Pemanggilan Hasto terkait laporan polisi dengan tuduhan tindak pidana penghasutan dan/atau menyebarkan informasi elektronik dan/atau dokumen elektronik yang memuat pemberitaan bohong yang menimbulkan kerusuhan di masyarakat sebagaimana Pasal 160 KUHP dan/atau Pasal 28 ayat (3) juncto Pasal 45A ayat (3) Undang-Undang Nomor 1 Tahun 2024 tentang Perubahan Kedua Atas Undang-Undang Nomor 11 Tahun 2008 tentang Undang-Undang Informasi dan Transaksi Elektronik (ITE).

Adapun berita bohong yang dituduhkan itu adalah pernyataan-pernyataan Hasto yang selama ini kerap menyampaikan kabar soal kecurangan Pemilu Presiden di berbagai daerah. Tidak jarang kalau Hasto menuding Pemerintah Jokowi berada di balik semua kecurangan itu.

Hasto memang kerap mengkritik Jokowi dan Gibran Rakabuming selama Pilpres 2024. Kritikan Hasto ini muncul setelah Jokowi tidak memberikan dukungan ke Ganjar-Mahfud MD di Pilpres 2024.

Kritikan semakin keras ketika Gibran yang merupakan kader PDIP sebelumnya menyatakan menerima pinangan Prabowo Subianto sebagai Calon Wakil Presiden bersama Koalisi Indonesia Maju.

Akibatnya, Jokowi dan Gibran diserang habis-habisan saat Pilpres. Sejumlah kader PDIP menuding Jokowi melakukan penyelewengan jabatan dalam perubahan UU batasan usia minimal Capres/Cawapres. Jokowi juga dituduh memanfaatkan Bansos untuk memenangkan Prabowo-Gibran. Keretakan hubungan Jokowi dengan PDIP sudah parah.

Sikap kritis Hasto itu rupanya membuat pendukung Jokowi-Gibran merasa keberatan. Maklum, mereka tentu butuh cara untuk membela pimpinan yang mereka dukung. Begitulah sifat penjilat. Alhasil, Hasto pun diadukan ke Polda Metro Jaya karena dianggap menyebarkan berita bohong.

Selama menjalani pemeriksaan hari ini, Hasto didampingi oleh tim hukum PDIP, Ronny Talapessy.

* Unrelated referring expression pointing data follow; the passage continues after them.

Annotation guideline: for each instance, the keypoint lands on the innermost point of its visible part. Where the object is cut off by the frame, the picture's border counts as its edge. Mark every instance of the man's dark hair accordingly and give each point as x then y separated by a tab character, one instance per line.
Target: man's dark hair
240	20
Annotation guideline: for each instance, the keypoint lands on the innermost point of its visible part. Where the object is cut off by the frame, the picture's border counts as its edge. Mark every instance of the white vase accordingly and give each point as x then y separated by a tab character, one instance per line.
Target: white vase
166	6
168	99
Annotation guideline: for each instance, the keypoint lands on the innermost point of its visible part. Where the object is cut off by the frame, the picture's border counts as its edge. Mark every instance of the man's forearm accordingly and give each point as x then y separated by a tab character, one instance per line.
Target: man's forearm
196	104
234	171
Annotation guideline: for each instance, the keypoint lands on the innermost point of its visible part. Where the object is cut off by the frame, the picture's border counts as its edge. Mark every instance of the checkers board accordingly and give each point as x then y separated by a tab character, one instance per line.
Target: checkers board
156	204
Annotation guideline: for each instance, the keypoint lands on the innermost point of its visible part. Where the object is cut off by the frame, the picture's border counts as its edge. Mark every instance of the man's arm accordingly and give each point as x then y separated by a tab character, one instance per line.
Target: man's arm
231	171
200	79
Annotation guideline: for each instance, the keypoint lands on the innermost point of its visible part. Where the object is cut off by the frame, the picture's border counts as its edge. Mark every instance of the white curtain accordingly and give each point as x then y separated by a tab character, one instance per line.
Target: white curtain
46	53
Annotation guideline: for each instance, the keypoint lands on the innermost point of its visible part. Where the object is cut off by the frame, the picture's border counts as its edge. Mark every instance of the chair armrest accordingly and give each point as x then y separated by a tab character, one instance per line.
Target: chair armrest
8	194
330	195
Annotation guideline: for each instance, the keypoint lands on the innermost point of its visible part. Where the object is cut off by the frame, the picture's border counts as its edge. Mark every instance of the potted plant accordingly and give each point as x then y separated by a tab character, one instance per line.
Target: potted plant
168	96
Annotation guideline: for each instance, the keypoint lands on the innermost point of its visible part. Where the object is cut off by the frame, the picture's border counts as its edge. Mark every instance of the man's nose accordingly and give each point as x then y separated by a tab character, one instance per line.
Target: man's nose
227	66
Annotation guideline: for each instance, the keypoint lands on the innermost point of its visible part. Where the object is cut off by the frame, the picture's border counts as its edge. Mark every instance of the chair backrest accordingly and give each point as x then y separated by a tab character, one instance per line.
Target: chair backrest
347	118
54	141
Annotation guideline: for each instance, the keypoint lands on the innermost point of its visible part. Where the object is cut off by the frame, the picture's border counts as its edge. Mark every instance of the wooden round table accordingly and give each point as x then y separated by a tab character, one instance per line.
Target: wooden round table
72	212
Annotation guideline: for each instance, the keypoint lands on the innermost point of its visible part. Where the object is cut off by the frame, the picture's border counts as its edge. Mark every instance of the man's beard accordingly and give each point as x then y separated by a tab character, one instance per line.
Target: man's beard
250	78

“Ya betul, saya mendampingi Sekjen Mas Hasto. Kami akan mengawal hak-hak hukum, hak-hak politik, hak-hak demokrasi, hak berbicara dan berpendapat mas Hasto serta setiap warga negara di Republik ini agar tetap dijamin sesuai konstitusi,” kata Ronny, Selasa (4/6/2024).

Sama dengan Hasto, Ronny juga mengaku sempat merasa heran terkait pelaporan ini. Malah Hasto sangat yakin kalau pemeriksaan terhadap dirinya merupakan pesanan khusus dari pemimpin tinggi di negeri ini.

Hasto tidak mau menyebut sosok yang memesan itu. Tapi melihat derasnya kritikan yang disampaikan Hasto selama ini, bisa saja publik berpikir bahwa orang yang memesan itu adalah presiden Jokowi. Nyatanya, presiden Jokowi tidak pernah mengomentari pemeriksaan Hasto tersebut.

Hasto sendiri merasa tidak gentar dengan pemeriksaan itu. Ia tetap berkeyakinan bahwa semua informasi yang ia sampaikan terkait kecurangan pemilu adalah fakta. Kalaupun kasusnya akan disidangkan, Hasto tidak akan mencabut pernyatannya selama ini.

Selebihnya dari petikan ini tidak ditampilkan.